So what does a typical day look like for a translator at a translation agency specialised in the agrifood sector? To give you an idea, we spent a day with Jeroen van der Hoef - our in-house German translator.
Computers and other technology have revolutionised how people work, and the profession of translator is ideally suited to working from home. The assignments are sent to the translator by e-mail. Special translation software uploads the source document to an application. The content is translated in this application and then the competed assignment is returned to the Project Manager. Most search work is done online; paper dictionaries are hardly ever used. The in-house translators at AgroLingua alternate between working at the office and from home. Effective communication ensures everything goes smoothly.

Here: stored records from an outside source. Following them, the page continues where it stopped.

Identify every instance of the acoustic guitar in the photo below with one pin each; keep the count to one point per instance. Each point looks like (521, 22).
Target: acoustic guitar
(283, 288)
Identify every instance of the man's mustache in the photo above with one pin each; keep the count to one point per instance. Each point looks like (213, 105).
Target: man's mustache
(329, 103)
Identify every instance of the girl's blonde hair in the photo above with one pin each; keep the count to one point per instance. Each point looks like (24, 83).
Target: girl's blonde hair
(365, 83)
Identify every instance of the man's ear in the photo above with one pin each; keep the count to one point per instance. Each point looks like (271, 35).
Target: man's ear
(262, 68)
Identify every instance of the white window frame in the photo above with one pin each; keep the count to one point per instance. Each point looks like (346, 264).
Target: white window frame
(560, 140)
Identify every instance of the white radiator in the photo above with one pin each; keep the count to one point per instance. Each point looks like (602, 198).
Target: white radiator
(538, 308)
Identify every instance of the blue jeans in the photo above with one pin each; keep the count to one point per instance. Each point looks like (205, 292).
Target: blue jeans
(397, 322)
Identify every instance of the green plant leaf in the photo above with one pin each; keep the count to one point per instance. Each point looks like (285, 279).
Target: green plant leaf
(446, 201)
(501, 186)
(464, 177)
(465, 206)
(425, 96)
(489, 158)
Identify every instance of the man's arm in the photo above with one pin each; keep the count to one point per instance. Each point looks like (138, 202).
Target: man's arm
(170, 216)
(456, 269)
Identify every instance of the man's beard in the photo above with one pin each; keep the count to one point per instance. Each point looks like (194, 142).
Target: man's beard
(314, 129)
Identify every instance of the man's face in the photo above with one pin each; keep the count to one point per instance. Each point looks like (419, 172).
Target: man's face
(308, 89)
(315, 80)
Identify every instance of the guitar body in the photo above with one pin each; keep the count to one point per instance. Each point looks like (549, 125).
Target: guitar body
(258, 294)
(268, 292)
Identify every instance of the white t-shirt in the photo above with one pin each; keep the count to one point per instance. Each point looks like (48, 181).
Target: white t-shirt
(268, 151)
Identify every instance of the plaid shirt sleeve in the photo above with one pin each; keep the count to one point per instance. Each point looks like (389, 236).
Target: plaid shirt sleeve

Jeroen likes to start his day by doing a final self-review of the last translated assignments. He reads through his recently completed translations before they are sent to a revisor. Why? It's much easier to spot your own mistakes, or refine a text, if you can step away from it for few hours, or even better sleep on it for a night. This will benefit the quality of the final translation. The aim is to send a good translation to the revisor for a post-translation check.
The assignments he is sent by the Project Managers determine his programme for the day. Jeroen translates texts from Dutch to German and revises texts from other translators. Most assignments have a deadline, so it is important to structure the day by deciding which texts to start working on when and leave enough time to re-read them. Any urgent projects are prioritised.
It is not always possible to indicate how long a translation will take to complete. Quite some time may be needed to look up specific terms, or research the subject matter, and a translator can only move on once they are certain the translation is correct. Translations that require creativity and innovative writing are a nice challenge. This often involves humour, slogans, spelling, proverbs and certain expressions that have to be translated and properly conveyed to the target audience. There's nothing a translator enjoys more! They can use their skill and inventiveness to play with language and be creative. Good translation matters. The text should not never read as a translation, but as an independent text that captures the same message and nuances.
Translating is an intense task. Working eight hours a day is virtually impossible, because after about six hours of pure concentration the creative output can start to suffer. Tomorrow is a new day, which preferably starts again with another revision for Jeroen.